Vous avez eu recours au financement communautaire pour développer Facewatch. Pourquoi?

Facewatch est un outil citoyen, c'est pour les gens. Je pensais que cela intéresserait les gens, parce que tout le monde est touché par le crime. Tout le monde en parle, et connaît quelqu'un qui s'est fait voler son sac, alors je pensais que ce serait un bon moyen de recueillir des fonds. Nous avons ainsi recueilli près d'un million de livres. Et depuis, nous avons recueilli un autre million auprès d'investisseurs privés.

Quelle est l'ampleur du problème?

Ce qui m'a vraiment surpris, c'est que peu de gens volent, mais ils volent constamment. Par exemple, il y a une femme responsable de 25 délits dans notre système, et ce n'est pas une exception. Alors, si l'on arrête une personne, la minivague de criminalité dans le secteur cesse immédiatement. Les commerçants sont enchantés : la criminalité a chuté de 80 à 90 p. 100 dans certains magasins.

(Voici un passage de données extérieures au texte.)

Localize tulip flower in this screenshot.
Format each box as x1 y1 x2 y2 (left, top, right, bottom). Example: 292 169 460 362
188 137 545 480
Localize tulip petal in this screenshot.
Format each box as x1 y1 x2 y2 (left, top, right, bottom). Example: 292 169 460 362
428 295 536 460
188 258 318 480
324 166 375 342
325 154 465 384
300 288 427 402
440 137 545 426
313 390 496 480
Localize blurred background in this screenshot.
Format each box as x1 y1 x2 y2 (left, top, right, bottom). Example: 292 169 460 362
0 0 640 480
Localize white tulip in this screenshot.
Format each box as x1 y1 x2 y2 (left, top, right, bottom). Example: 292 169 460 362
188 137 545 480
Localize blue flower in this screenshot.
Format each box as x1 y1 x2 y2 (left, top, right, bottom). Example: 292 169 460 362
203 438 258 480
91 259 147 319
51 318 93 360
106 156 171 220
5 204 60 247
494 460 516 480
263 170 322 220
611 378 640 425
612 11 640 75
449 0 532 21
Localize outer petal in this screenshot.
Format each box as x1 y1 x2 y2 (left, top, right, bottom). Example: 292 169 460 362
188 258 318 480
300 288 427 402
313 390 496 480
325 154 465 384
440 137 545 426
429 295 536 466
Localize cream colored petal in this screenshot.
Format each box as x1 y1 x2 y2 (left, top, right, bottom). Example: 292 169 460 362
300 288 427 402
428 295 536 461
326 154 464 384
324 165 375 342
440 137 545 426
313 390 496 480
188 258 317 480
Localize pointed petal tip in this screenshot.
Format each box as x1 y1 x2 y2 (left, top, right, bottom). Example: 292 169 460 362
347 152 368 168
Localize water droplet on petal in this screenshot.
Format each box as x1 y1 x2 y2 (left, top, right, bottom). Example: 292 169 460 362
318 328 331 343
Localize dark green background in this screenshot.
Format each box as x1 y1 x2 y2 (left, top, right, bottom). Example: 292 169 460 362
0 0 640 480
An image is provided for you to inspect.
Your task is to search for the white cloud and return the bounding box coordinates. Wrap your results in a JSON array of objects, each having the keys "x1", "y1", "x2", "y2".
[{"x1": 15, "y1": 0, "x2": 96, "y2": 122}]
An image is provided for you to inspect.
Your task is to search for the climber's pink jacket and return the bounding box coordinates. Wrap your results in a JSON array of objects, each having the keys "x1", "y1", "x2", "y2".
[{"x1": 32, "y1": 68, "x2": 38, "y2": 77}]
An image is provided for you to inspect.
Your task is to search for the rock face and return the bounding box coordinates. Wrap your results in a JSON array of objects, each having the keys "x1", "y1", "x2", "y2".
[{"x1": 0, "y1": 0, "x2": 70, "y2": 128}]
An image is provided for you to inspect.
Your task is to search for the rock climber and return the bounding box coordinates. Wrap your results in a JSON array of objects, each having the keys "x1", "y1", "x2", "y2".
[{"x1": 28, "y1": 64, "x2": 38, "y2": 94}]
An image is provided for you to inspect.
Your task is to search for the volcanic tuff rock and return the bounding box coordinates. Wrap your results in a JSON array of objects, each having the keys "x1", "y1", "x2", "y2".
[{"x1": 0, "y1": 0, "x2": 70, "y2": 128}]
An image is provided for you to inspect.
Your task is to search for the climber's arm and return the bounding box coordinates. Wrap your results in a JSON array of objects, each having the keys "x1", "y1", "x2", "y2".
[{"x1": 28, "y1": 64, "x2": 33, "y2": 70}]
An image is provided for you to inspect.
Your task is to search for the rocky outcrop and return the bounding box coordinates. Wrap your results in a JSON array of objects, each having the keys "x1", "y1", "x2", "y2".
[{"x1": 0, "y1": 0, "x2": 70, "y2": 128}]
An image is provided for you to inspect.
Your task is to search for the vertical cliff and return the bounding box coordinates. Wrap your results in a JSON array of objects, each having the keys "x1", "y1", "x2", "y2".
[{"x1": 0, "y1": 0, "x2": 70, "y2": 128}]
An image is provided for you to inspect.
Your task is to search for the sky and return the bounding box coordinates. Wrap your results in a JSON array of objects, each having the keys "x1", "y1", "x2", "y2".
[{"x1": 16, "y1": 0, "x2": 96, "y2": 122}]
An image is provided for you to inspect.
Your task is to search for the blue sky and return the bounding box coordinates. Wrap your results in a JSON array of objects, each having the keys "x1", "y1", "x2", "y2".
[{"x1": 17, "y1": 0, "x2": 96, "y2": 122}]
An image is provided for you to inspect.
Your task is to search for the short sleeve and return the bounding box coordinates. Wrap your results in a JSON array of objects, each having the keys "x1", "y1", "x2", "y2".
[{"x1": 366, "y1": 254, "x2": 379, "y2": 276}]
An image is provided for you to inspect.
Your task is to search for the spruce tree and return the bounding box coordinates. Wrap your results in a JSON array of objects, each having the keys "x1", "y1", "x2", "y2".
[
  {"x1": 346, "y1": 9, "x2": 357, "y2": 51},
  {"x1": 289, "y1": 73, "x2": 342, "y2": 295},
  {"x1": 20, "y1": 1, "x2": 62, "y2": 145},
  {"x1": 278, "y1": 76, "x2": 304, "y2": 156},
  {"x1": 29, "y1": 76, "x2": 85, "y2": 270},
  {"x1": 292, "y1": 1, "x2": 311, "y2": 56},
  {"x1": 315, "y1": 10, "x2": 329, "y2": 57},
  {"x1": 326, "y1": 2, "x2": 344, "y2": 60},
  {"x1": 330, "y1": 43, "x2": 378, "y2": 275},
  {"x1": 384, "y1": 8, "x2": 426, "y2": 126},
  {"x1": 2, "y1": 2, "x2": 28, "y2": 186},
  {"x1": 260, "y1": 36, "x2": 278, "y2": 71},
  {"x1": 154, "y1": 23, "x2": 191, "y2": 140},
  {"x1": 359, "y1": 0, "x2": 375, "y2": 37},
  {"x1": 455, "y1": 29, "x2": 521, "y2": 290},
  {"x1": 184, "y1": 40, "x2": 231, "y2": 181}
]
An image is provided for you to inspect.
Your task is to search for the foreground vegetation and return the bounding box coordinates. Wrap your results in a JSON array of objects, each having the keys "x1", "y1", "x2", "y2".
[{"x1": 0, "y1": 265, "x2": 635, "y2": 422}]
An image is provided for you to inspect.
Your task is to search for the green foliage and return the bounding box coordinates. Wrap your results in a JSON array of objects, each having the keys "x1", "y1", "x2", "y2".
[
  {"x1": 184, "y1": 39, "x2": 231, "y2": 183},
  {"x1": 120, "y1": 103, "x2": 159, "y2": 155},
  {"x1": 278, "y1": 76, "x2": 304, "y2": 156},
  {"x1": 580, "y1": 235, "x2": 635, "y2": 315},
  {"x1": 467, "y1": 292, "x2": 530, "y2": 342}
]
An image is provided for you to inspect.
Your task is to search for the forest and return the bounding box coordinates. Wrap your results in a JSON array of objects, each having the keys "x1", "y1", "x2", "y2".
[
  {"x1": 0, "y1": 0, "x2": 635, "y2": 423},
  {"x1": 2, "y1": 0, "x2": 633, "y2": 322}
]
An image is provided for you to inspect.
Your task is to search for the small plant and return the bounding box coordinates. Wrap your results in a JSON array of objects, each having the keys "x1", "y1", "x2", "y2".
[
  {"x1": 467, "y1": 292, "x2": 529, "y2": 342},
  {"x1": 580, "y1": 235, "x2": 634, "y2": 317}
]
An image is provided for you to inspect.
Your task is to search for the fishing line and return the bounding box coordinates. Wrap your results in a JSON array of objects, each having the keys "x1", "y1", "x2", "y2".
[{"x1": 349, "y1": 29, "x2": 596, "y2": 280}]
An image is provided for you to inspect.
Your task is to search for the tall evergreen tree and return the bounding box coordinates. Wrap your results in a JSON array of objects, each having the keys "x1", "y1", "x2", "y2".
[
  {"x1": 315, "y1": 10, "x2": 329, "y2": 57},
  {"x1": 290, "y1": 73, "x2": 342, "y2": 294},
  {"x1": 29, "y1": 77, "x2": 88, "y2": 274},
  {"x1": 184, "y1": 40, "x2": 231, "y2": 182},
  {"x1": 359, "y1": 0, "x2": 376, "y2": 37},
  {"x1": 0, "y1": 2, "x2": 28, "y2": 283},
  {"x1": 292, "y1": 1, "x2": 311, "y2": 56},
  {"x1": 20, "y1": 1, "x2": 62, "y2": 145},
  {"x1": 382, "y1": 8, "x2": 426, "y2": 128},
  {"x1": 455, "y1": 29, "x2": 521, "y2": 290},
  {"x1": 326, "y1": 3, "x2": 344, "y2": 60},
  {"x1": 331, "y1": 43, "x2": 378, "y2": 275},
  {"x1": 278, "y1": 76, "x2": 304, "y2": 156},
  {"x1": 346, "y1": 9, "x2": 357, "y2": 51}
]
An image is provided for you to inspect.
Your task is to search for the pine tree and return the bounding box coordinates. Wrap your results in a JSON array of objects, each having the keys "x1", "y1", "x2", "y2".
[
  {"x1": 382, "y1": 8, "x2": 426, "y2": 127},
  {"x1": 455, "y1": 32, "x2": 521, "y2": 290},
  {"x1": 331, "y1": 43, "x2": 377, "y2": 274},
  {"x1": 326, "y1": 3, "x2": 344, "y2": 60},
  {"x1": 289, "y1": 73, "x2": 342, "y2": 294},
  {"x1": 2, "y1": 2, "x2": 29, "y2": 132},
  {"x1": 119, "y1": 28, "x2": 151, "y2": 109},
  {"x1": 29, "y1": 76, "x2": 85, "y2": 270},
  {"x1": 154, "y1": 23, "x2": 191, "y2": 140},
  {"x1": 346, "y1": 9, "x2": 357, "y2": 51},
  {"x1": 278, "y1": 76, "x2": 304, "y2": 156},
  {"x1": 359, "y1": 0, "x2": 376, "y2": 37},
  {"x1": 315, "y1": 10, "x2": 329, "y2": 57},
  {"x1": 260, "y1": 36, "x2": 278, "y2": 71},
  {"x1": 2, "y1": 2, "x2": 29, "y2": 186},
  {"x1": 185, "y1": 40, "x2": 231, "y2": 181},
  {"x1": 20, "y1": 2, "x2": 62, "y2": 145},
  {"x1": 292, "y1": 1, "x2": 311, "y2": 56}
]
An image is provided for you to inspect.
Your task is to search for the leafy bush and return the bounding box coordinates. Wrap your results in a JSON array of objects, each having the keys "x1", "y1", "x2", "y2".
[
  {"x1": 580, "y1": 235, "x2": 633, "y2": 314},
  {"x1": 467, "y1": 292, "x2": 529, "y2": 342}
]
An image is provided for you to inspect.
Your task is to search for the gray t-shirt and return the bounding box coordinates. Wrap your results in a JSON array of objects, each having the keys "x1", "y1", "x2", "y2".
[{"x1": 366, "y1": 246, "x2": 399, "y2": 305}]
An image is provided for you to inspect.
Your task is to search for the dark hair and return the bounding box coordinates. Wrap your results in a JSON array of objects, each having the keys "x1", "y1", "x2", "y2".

Comment la police l'utilise-t-elle?

Le rôle de la police est d'assurer la sécurité des lieux et, au besoin, de procéder à des arrestations. Ce n'est pas d'aller récolter des enregistrements de caméras vidéo. Il peut s'écouler jusqu'à trois semaines entre le moment où la police recueille une vidéo et celui où elle la visionne. Avec Facewatch, les policiers peuvent la regarder en moins de 10 minutes, alors cela accélère beaucoup le processus. Et le but n'est pas seulement d'emprisonner des tonnes de gens. Ce n'est pas productif. Ce que nous essayons de faire, c'est de prévenir les crimes en voyant comment ils sont exécutés.

Quelle est la réaction des services de police?

Ils adorent! Le système est gratuit pour eux, puisqu'ils fournissent un service. Ils reçoivent cet outil fantastique qui devance de beaucoup leurs propres outils. Et ils n'ont pas besoin d'aller chercher tous ces enregistrements vidéo. C'est un avantage certain pour la police. En fait, certains services de police achètent le système pour des commerces, parce qu'ils veulent qu'ils commencent à l'utiliser. Le prix mensuel pour les commerces est très peu élevé, environ le prix d'une tasse de café.

Quelle est la prochaine étape?

Nous voulons adopter une démarche mondiale dès que possible. Nous permettons aux gens d'échanger de l'information grâce à la plateforme, et offrons des applications à la police et aux commerces. Nous voulons responsabiliser les gens face au crime, pour que chacun s'implique en vue d'y mettre un terme. La police a ses limites, et il est très facile pour nous, commerçants ou simples citoyens, d'endiguer la criminalité simplement en étant plus observateurs.